KARNALI FOR TOURISM

At a time when the tourism industry in Nepal seems well intent on marking Tourism Year 2011, a group of four Nepali youths—Prem KC, Diwas Lamichhane, Amrit Pahari and Manish Pahari—have taken something of a commendable initiative. All four work in the trekking business, and with the skills and knowledge afforded to them by their profession, they decided it was time to give some well-deserved attention to the Karnali region.

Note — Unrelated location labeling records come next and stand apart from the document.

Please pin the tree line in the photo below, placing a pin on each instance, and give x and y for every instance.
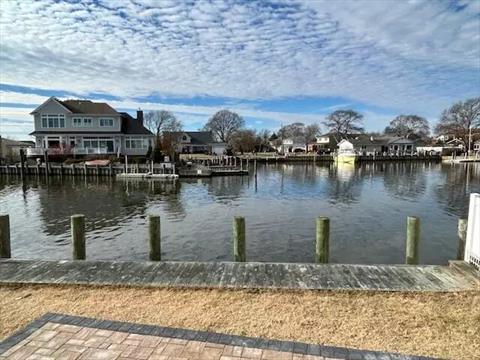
(460, 120)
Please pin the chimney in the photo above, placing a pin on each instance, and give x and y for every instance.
(140, 116)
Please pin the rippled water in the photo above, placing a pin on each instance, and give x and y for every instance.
(367, 204)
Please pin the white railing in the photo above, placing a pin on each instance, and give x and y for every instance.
(87, 151)
(67, 151)
(472, 245)
(35, 151)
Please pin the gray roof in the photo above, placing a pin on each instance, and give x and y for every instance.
(131, 126)
(88, 107)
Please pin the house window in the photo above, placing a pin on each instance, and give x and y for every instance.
(137, 143)
(106, 122)
(99, 143)
(53, 120)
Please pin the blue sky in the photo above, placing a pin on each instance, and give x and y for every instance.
(273, 62)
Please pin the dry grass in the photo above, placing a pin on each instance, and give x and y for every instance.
(445, 325)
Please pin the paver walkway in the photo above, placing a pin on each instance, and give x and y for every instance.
(57, 336)
(241, 275)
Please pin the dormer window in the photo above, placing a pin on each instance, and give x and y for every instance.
(106, 122)
(53, 121)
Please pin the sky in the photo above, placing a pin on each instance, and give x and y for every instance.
(272, 62)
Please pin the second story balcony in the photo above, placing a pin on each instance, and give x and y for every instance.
(40, 151)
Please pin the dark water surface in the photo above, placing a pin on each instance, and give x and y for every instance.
(368, 205)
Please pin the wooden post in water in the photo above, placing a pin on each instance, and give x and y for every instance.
(462, 238)
(22, 163)
(413, 239)
(239, 239)
(78, 236)
(323, 237)
(45, 157)
(5, 237)
(154, 237)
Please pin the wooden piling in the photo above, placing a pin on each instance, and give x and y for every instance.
(154, 237)
(462, 238)
(239, 239)
(22, 163)
(78, 236)
(322, 241)
(45, 157)
(413, 240)
(5, 237)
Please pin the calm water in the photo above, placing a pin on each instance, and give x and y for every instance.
(367, 204)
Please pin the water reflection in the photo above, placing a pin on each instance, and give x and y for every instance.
(367, 204)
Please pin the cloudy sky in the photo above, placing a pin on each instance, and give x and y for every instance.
(273, 62)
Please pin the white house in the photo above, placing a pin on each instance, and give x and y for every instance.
(189, 142)
(81, 127)
(294, 144)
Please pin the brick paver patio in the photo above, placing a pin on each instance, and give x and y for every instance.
(56, 336)
(59, 341)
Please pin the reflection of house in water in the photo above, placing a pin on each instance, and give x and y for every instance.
(344, 183)
(454, 189)
(104, 203)
(405, 180)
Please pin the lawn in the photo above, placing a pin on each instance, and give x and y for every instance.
(436, 324)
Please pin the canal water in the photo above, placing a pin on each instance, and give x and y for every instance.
(367, 204)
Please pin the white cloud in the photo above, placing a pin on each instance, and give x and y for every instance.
(405, 55)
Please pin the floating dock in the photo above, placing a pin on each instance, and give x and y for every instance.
(147, 176)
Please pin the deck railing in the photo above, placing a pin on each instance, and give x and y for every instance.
(67, 151)
(472, 246)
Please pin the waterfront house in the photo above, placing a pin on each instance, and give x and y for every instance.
(84, 127)
(369, 145)
(195, 142)
(476, 145)
(324, 143)
(10, 149)
(293, 144)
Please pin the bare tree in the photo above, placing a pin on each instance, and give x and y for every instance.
(163, 124)
(161, 121)
(408, 125)
(460, 119)
(311, 131)
(344, 122)
(245, 140)
(264, 139)
(223, 124)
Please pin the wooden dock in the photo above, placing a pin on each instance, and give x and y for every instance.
(457, 277)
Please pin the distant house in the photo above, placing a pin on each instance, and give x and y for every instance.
(82, 127)
(10, 149)
(293, 144)
(368, 145)
(476, 145)
(191, 142)
(324, 143)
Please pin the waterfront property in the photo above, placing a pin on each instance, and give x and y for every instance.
(195, 142)
(383, 145)
(10, 149)
(83, 127)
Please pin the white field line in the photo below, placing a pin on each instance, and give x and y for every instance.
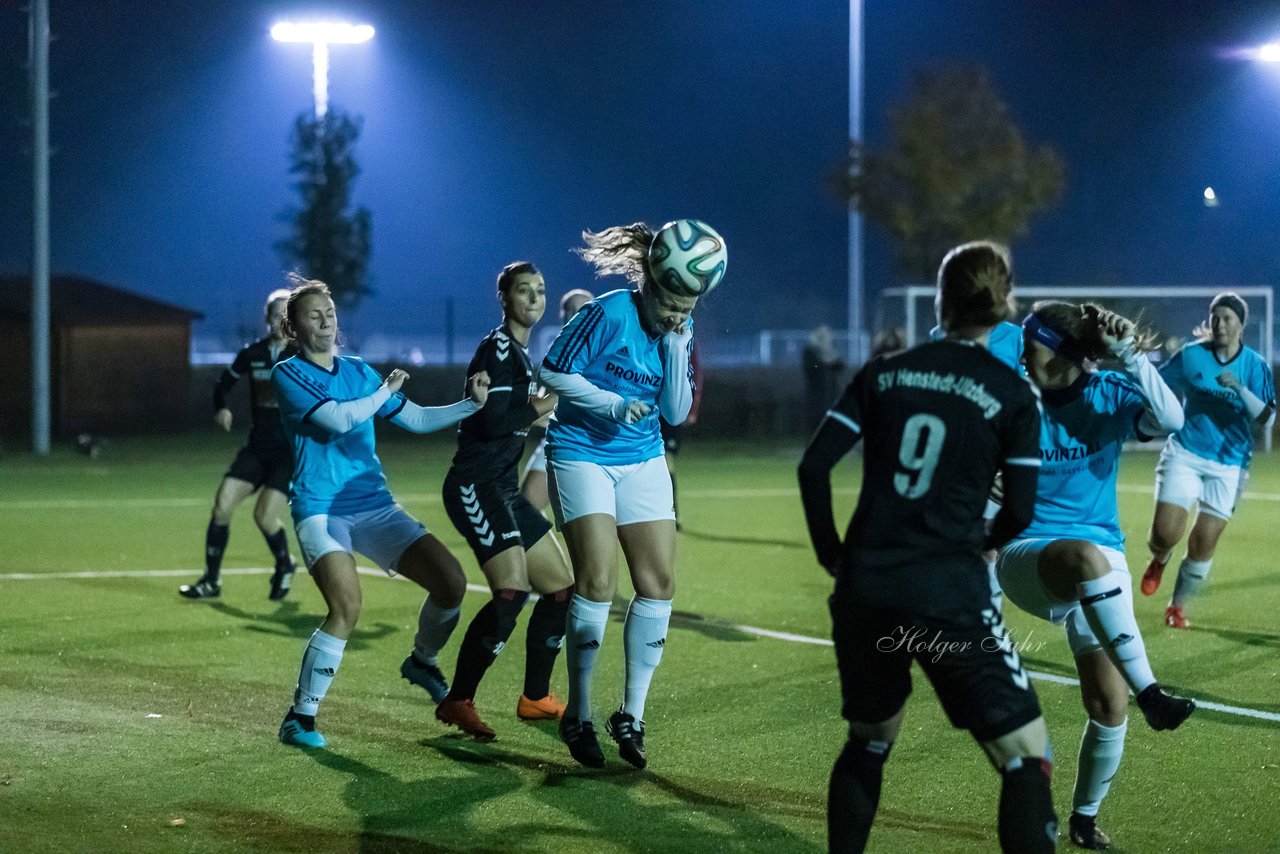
(480, 588)
(433, 498)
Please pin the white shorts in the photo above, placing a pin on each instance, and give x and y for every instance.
(1019, 579)
(382, 535)
(538, 459)
(639, 492)
(1183, 479)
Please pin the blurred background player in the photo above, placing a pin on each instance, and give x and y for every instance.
(1069, 565)
(938, 421)
(672, 434)
(618, 362)
(511, 539)
(341, 503)
(534, 487)
(1226, 389)
(264, 464)
(822, 368)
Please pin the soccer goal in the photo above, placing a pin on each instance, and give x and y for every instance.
(1170, 311)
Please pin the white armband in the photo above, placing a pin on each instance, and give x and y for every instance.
(426, 419)
(343, 418)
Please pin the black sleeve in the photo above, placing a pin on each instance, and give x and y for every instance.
(502, 415)
(1019, 505)
(228, 378)
(836, 435)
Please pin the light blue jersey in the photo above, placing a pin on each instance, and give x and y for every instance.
(1005, 343)
(333, 474)
(606, 343)
(1217, 425)
(1083, 429)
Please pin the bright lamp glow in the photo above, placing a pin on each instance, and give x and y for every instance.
(332, 32)
(320, 35)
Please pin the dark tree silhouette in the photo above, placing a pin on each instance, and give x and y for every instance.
(327, 241)
(958, 168)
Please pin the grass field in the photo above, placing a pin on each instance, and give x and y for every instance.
(132, 720)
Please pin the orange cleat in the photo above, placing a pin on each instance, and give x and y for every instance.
(549, 708)
(1175, 619)
(462, 715)
(1151, 578)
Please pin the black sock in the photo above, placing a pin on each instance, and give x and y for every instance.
(544, 639)
(1027, 818)
(279, 546)
(485, 638)
(215, 543)
(854, 793)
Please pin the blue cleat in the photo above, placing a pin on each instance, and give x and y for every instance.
(428, 676)
(296, 733)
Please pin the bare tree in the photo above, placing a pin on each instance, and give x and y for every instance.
(328, 242)
(958, 168)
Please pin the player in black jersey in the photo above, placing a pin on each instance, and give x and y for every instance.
(264, 464)
(938, 423)
(510, 537)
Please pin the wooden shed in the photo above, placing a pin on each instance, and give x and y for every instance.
(119, 361)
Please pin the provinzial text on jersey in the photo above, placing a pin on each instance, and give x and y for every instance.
(964, 387)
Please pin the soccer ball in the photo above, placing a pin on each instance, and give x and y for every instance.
(688, 257)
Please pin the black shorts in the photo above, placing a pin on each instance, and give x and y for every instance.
(264, 466)
(978, 677)
(671, 434)
(492, 517)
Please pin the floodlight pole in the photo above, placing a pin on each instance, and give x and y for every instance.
(856, 323)
(40, 314)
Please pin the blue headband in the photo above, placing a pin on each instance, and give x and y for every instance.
(1054, 339)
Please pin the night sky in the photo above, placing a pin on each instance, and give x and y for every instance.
(498, 129)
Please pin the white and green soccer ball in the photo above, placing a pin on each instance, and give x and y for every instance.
(688, 257)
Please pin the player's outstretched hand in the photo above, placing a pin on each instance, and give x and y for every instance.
(394, 380)
(478, 387)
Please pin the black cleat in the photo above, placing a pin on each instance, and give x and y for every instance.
(428, 676)
(581, 741)
(1087, 834)
(629, 734)
(282, 580)
(1162, 709)
(201, 589)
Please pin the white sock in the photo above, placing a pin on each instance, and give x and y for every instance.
(644, 634)
(1192, 576)
(1107, 604)
(434, 626)
(583, 638)
(320, 662)
(1101, 749)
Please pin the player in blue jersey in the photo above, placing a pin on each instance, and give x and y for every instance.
(1226, 389)
(534, 487)
(1068, 566)
(620, 362)
(263, 465)
(341, 503)
(511, 538)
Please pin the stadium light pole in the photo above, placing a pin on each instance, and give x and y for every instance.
(320, 35)
(855, 217)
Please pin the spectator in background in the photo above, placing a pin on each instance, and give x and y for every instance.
(822, 368)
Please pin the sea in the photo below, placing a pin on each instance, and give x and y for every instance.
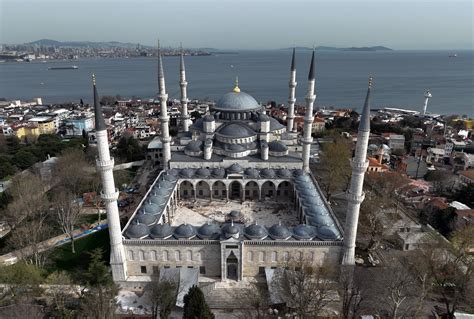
(400, 78)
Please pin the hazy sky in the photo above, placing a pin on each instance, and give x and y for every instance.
(244, 24)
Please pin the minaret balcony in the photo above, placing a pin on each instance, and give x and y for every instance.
(110, 197)
(105, 164)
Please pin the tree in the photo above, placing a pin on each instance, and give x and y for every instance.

Any visitor to Karnali will testify to its natural beauty, but the locals here are largely found living in abject poverty. Part of the reason for this and also part of the reason why the Tourism Year campaign hasn’t seen the light of day in Karnali itself, is owing to what the group believes is the lackluster attitude of the government towards the people and the possibilities of the region. “We came to the realisation that the government has done virtually nothing to promote tourism in remote places like this,” KC, the group leader, says. “We felt it was our obligation to draw people’s attention to what they could find here.”

The group denies receiving financial assistance from any organisation. “Financial aid would’ve taken too long to procure and we would never have been able to initiate the campaign in time,” says Lamichhane. He attributes this to the fact that owing to corrupt officials, the budget allocated to tourism-related organisations generally vanishes into the pockets of bureaucrats instead of being directed where they are really needed.

The self-financed trip was fruitful in many ways, allowing the young men a clearer idea of the unique lifestyle and culture of the people in Karnali. Although one can reach Karnali by air to Dolpa or by bus on the Karnali highway, which goes through Surkhet, Dailekh, Kalikot to Jumla, the team opted to travel more on foot so that they could come in closer proximity to the land. In fact, from Kalikot onwards, this was how they moved.